Alternatively, we opposed legislation that provided for things like discriminatory practices in housing. In the late 1960s we successfully worked against AB-14 in California, a law that would have permitted an owner of a housing establishment to refuse to lease or rent to a tenant as he saw fit. So in the legislative field we have been effective.
We also backed the Fair Employment Practices Commission (FEPC) idea. FEPC was a law in San Francisco before it became a law in California. We urged candidates we supported for the city’s board of supervisors to vote for a local FEPC, and they did. We also endorsed candidates for the state assembly and the state senate who favored a state FEPC law. Then we sent delegations to the state capitol in Sacramento to lobby for the California FEPC.
As to the future, I don’t think the sit-ins and the lie-ins of the traditional civil rights movement will play a role in trying to advance the goals of the oppressed in this country any more. Violence and polarization seem likely because black people feel that we haven’t made real progress. A handful of minority people are being placed on certain jobs and we’ve got more black faces in windows than we’ve ever had, but basically, the uneducated black and brown minority has not progressed.
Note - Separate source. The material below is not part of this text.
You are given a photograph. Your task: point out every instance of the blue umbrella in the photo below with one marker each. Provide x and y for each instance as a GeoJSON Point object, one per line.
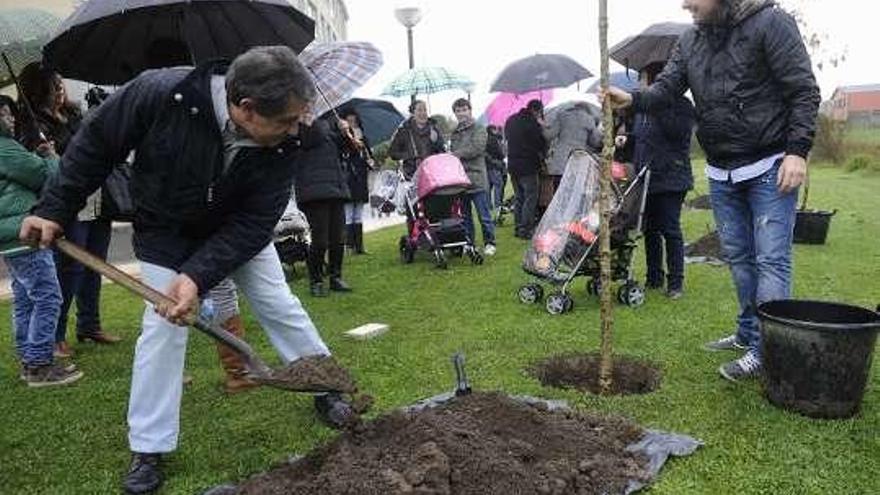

One solution, I think, is that work should be made available for every man and woman in this country. You develop a certain feeling of independence when you have money that you have earned. At that point I think other things would flow into place because with a job a person has a feeling of pride.
I also think we’re going to have to get out of Vietnam. We should have been out of there a long time ago. In fact, I don’t think we belong there. I’d guess the war is going to continue to drag this country down unless we start thinking in terms of building peace and putting all that money into something useful like building our homes and cities.